WWF-Australia conservation scientist Dr Stuart Blanch said the endangered listing must be a turning point for koalas and called on federal and state governments to commit to doubling koala numbers on the east coast by 2050.
“Koalas have gone from no-listing to vulnerable to endangered within a decade. That is a shockingly fast decline. Today’s decision is welcome, but it won’t stop koalas from sliding towards extinction unless it’s accompanied by stronger laws and landholder incentives to protect their forest homes,” said Dr Blanch.
“Koala numbers have halved in the past 20 years. Yet new SLATS data shows land clearing in Queensland remains alarmingly high and the NSW Government is yet to honour its commitment to provide robust protections for koalas in areas of high value habitat. We must turn this trend around and instead double the number of east coast koalas by 2050. Australia must complete the transition out of deforestation and native forest logging to become a world leader in forest protection and restoration.”

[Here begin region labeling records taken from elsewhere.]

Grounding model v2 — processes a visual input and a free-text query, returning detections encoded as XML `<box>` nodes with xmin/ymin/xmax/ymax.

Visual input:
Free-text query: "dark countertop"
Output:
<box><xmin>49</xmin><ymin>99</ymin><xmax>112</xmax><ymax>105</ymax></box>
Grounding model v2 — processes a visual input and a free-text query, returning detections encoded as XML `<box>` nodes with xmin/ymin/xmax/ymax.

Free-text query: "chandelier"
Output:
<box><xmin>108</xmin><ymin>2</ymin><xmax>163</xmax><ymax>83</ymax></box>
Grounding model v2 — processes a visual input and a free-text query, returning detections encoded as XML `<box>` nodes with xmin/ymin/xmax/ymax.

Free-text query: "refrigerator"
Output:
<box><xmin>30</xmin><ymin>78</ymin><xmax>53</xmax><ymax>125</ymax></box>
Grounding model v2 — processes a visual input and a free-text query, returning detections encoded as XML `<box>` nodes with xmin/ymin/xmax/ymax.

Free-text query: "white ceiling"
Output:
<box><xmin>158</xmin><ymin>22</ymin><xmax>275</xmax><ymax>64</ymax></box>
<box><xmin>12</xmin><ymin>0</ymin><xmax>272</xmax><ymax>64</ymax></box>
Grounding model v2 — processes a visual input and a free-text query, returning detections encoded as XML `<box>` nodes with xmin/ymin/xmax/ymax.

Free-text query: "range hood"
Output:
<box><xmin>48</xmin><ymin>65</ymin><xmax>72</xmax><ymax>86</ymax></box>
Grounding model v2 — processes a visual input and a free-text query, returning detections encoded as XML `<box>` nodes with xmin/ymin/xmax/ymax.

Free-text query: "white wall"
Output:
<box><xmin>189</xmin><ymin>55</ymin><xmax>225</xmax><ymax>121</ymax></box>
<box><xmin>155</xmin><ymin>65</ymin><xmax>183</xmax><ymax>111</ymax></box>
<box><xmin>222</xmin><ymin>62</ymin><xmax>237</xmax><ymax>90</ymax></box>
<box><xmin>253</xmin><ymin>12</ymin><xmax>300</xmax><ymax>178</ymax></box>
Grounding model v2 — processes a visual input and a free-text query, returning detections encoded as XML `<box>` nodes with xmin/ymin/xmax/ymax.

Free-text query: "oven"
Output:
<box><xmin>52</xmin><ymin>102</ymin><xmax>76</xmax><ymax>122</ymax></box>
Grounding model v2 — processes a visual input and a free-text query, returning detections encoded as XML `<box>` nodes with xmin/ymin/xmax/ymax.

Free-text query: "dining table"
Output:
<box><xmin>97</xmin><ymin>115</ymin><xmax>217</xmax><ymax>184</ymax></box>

Alexia Wellbelove, Senior Campaign Manager for HSI, said, “This uplisting is an urgent cue for governments to take a stand against the continued clearing of koala habitat. If business as usual continues, extinction is predicted for east coast koalas by 2050. Unless we want to say goodbye for good we can’t afford any more clearing.”
The decision comes just 10 years after koala populations in Queensland, NSW and the ACT were listed Vulnerable under the EPBC Act in May 2012.
Since then, koalas have suffered relentless ongoing pressure. Land clearing has ramped up, increasing 13-fold in NSW since the government weakened native vegetation laws in 2016. South East Queensland’s koala population is also projected to shrink to fewer than 8,000 by 2032, when the eyes of the world will be fixed on Brisbane as it hosts the Olympic Games.